From the pharmacy point of view several lessons were learnt. First, the number of patients we were advised to expect proved to be a gross underestimate. Much of the Saturday morning was spent sourcing antibiotics and additional IV fluids; that several of the technicians had experience in ordering as part of their NVQ assessment was invaluable. The two main wholesalers provided a superb service, as did the sterile fluids supplier, with deliveries on both Saturday and Sunday, and neighbouring trusts also helped out. Any attempt at stock control was abandoned because goods hardly touched the "goods received" desk before being issued. Working with the internal auditor, an action plan has been agreed to ensure that stock balances are reconciled now the outbreak is under control. Should a similar situation arise in the future, we will at least double the forecast numbers of patients.
Secondly, close liaison with the incident room to monitor admissions ensured that the demand for IV antibiotics was met, and the accident and emergency stocks were replenished frequently. Because of this, there was only once emergency night call to the pharmacist.

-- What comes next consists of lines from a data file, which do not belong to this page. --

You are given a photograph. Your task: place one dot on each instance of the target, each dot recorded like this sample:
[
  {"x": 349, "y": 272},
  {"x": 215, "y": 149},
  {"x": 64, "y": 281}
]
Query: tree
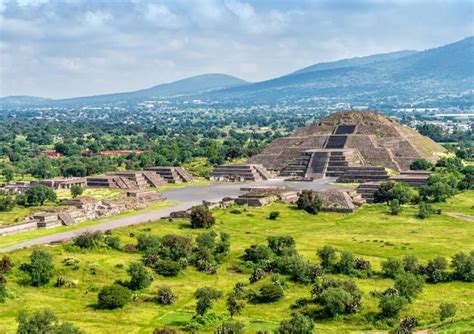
[
  {"x": 140, "y": 277},
  {"x": 167, "y": 268},
  {"x": 309, "y": 202},
  {"x": 165, "y": 296},
  {"x": 201, "y": 217},
  {"x": 336, "y": 300},
  {"x": 205, "y": 297},
  {"x": 421, "y": 164},
  {"x": 76, "y": 190},
  {"x": 44, "y": 322},
  {"x": 40, "y": 268},
  {"x": 327, "y": 254},
  {"x": 391, "y": 267},
  {"x": 38, "y": 195},
  {"x": 390, "y": 305},
  {"x": 408, "y": 285},
  {"x": 269, "y": 293},
  {"x": 463, "y": 266},
  {"x": 235, "y": 306},
  {"x": 8, "y": 174},
  {"x": 446, "y": 310},
  {"x": 298, "y": 324},
  {"x": 395, "y": 207},
  {"x": 113, "y": 296}
]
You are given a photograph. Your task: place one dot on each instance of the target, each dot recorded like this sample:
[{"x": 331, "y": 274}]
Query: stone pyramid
[{"x": 348, "y": 139}]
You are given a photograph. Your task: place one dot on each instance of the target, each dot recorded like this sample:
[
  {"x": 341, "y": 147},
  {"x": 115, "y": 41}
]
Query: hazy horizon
[{"x": 80, "y": 48}]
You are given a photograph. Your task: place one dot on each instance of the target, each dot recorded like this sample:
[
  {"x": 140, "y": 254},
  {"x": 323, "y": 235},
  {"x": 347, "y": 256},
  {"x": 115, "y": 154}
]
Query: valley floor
[{"x": 370, "y": 232}]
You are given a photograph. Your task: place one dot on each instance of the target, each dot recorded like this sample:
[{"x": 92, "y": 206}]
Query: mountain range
[{"x": 441, "y": 74}]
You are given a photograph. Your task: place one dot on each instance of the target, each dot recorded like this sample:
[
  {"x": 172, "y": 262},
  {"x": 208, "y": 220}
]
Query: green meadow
[{"x": 371, "y": 232}]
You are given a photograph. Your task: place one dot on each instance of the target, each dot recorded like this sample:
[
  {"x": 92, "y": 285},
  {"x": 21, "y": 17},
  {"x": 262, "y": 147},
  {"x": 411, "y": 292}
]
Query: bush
[
  {"x": 165, "y": 296},
  {"x": 421, "y": 164},
  {"x": 463, "y": 266},
  {"x": 113, "y": 296},
  {"x": 167, "y": 268},
  {"x": 298, "y": 324},
  {"x": 390, "y": 305},
  {"x": 43, "y": 321},
  {"x": 327, "y": 254},
  {"x": 391, "y": 267},
  {"x": 446, "y": 310},
  {"x": 6, "y": 264},
  {"x": 230, "y": 327},
  {"x": 113, "y": 242},
  {"x": 395, "y": 207},
  {"x": 435, "y": 270},
  {"x": 273, "y": 215},
  {"x": 205, "y": 297},
  {"x": 76, "y": 191},
  {"x": 309, "y": 202},
  {"x": 40, "y": 268},
  {"x": 269, "y": 293},
  {"x": 88, "y": 239},
  {"x": 140, "y": 278},
  {"x": 335, "y": 301},
  {"x": 409, "y": 285},
  {"x": 201, "y": 217}
]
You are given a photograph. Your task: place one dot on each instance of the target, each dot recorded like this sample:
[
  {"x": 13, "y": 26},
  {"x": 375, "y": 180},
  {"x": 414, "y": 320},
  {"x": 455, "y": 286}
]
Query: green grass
[
  {"x": 13, "y": 239},
  {"x": 370, "y": 232}
]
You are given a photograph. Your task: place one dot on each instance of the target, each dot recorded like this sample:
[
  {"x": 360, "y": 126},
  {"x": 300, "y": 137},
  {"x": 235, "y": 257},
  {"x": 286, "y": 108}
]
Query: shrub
[
  {"x": 234, "y": 304},
  {"x": 446, "y": 310},
  {"x": 76, "y": 191},
  {"x": 435, "y": 270},
  {"x": 140, "y": 277},
  {"x": 88, "y": 239},
  {"x": 390, "y": 305},
  {"x": 391, "y": 267},
  {"x": 463, "y": 266},
  {"x": 230, "y": 327},
  {"x": 6, "y": 264},
  {"x": 309, "y": 202},
  {"x": 167, "y": 268},
  {"x": 421, "y": 164},
  {"x": 395, "y": 207},
  {"x": 165, "y": 296},
  {"x": 270, "y": 293},
  {"x": 273, "y": 215},
  {"x": 43, "y": 321},
  {"x": 201, "y": 217},
  {"x": 408, "y": 285},
  {"x": 327, "y": 254},
  {"x": 40, "y": 267},
  {"x": 335, "y": 300},
  {"x": 298, "y": 324},
  {"x": 147, "y": 241},
  {"x": 113, "y": 296},
  {"x": 205, "y": 297},
  {"x": 113, "y": 242}
]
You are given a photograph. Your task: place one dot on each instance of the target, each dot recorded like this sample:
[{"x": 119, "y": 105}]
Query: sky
[{"x": 68, "y": 48}]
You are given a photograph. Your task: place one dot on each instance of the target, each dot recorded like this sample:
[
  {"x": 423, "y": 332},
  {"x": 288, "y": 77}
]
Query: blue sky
[{"x": 66, "y": 48}]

Thirdly, within the aseptic suite, it soon became apparent that the normal supply lines for ancillary equipment could not cope with the volume of throughput. The local supplies manager co-operated fully in obtaining additional syringes and other supplies at short notice. The usual quantity of clean-room clothing was inadequate to meet the intensity of working in the suite, and local hospitals again came to our aid. The laundry service provided a rapid turnaround and clothing was sent by courier daily. Although sustainable in the short term, this experience has shown that a permanent IV additive service would only be possible with additional staff.
This outbreak proved a challenge to a small hospital, which rose to the occasion and provided a high standard of care with a much lower mortality than expected (only four legionella-related deaths, despite a mortality prediction of 10 to 15 per cent from previous outbreaks). A patient pathway was drafted on day one, and refined almost daily. This gave a consistent approach to all patients presenting at the hospital (particularly important given that new doctors had just started) and ensured that appropriate treatment was commenced early. A scoring system was designed to identify the condition of the patients, and those showing signs of deterioration were sent for intensive care before their condition became too serious. Some high-dependency patients had to be transferred because the hospital only has six intensive care beds. An air-ambulance was used for most of these transfers. The patient pathway and scoring system have set the standard of care for future outbreaks, and are a tribute to the staff involved in their development.
The air-conditioning unit that was the suspected source of the outbreak was isolated the day before the official announcement of the outbreak was made, and no newly confirmed cases of legionella were identified beyond the 10-day incubation period.
It will be some time before Furness General Hospital resumes normal service because 40 inpatients remain, and several are still receiving intensive care at various hospitals in the north west. For the pharmacy life is now more normal, but the hospital has a large backlog of delayed surgical cases to deal with before the year end, so the pressure will not quickly be lifted.
The aftermath of the legionella outbreak has shown the National Health Service at its best, and proved the dedication of staff in all departments.